Rules Enforced by the Code

  1. keep_classes vs discard_classes — You must provide exactly one. Using both or neither will cause an error.
  2. optimizer — Must be one of: AdamW, Adam, SGD, RMSprop.
  3. device — Must be "cpu" or a string containing "cuda".
  4. iou — Must be between 0.0 and 1.0.
  5. single_cls — When true, the model trains as a localizer (finding object boxes, not classifying species).

Quick Tips for Beginners

  1. Single species detection? Use single_cls: true and set either keep_classes or discard_classes accordingly.
  2. Out of memory? Lower batch (e.g. 16 or 8) and/or imgsz.
  3. Want faster training? Use device: "cuda" and increase batch if your GPU allows.
  4. Need reproducible runs? Set deterministic: true and pick a fixed seed.
  5. Different species or classes? Change keep_classes or discard_classes (remember: one or the other, not both).
  6. Tracking experiments? Change name and project so you can tell runs apart.

Training Flow: Pretraining and Curriculum Learning

The diagram below shows how pretraining and curriculum learning work together when you run detection training.

What the flow means

  1. Pretraining (optional)
    If pretraining.data_cfg is set, the model first trains on a different dataset using pretraining.epochs, pretraining.lr0, pretraining.lrf, and pretraining.freeze. The best checkpoint is saved and used for the next phase.

  2. Curriculum learning
    If curriculum.enable is true, training runs in stages. At each stage:

    • The best model from the previous stage (or pretraining) is loaded.
    • A subset of the main dataset is sampled with a given ratio (empty images ÷ images with animals).
    • The model is trained for that stage’s epochs with that stage’s lr0 and freeze.
  3. Ratio progression (e.g. with ratios: [0., 1., 2.5, 5.])

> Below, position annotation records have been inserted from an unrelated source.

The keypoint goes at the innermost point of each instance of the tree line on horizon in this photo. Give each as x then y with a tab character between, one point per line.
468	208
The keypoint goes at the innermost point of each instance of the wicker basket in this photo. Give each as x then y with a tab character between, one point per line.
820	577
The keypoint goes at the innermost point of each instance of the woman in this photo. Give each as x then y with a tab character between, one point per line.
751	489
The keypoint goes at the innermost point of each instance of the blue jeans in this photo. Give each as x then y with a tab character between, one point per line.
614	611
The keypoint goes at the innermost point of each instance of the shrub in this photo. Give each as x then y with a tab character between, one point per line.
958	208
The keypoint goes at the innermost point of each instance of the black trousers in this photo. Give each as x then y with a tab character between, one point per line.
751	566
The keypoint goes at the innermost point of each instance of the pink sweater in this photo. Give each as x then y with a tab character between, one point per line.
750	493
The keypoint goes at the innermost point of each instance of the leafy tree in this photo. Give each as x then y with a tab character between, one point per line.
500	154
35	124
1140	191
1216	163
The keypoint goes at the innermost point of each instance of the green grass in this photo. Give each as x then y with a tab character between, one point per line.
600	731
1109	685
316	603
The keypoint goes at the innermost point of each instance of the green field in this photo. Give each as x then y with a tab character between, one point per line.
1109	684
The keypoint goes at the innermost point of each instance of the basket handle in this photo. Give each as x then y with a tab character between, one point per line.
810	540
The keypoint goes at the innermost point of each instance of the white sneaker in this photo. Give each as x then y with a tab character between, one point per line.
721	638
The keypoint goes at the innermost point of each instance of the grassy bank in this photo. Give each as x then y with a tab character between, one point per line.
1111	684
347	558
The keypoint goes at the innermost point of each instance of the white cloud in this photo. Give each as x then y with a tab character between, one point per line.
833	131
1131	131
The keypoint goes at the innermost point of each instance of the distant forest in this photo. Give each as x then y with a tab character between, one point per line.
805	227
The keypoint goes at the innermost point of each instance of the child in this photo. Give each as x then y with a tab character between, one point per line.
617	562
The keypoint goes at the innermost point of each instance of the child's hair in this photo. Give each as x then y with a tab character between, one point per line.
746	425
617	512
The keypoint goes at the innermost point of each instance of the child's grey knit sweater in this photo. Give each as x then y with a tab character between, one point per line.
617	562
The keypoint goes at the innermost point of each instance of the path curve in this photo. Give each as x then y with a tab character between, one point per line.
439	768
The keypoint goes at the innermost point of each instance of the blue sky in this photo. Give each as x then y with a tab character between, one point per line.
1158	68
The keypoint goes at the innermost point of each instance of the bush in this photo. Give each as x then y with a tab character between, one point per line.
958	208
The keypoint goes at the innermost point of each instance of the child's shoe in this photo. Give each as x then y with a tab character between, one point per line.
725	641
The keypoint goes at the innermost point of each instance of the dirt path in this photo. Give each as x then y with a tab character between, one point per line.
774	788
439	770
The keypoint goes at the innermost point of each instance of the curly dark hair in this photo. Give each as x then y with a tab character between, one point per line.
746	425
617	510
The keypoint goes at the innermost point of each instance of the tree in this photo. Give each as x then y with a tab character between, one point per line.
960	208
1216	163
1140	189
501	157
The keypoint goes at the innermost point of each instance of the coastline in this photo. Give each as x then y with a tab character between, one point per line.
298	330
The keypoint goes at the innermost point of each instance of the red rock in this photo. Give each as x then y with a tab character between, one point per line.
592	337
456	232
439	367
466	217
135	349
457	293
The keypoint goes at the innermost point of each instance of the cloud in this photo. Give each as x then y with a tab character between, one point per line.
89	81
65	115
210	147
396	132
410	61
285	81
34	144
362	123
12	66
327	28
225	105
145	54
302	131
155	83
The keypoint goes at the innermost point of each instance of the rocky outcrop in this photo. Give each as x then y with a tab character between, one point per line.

    • ratio = 0: Only images with animals — easiest.
    • ratio = 1: Equal numbers of empty and non-empty images.
    • ratio = 2.5, 5: More empty images, so the model sees more “no animal here” examples (harder).
  4. Standard training
    If curriculum.enable is false, the main dataset is filtered (by keep_classes or discard_classes) and one full training run is performed.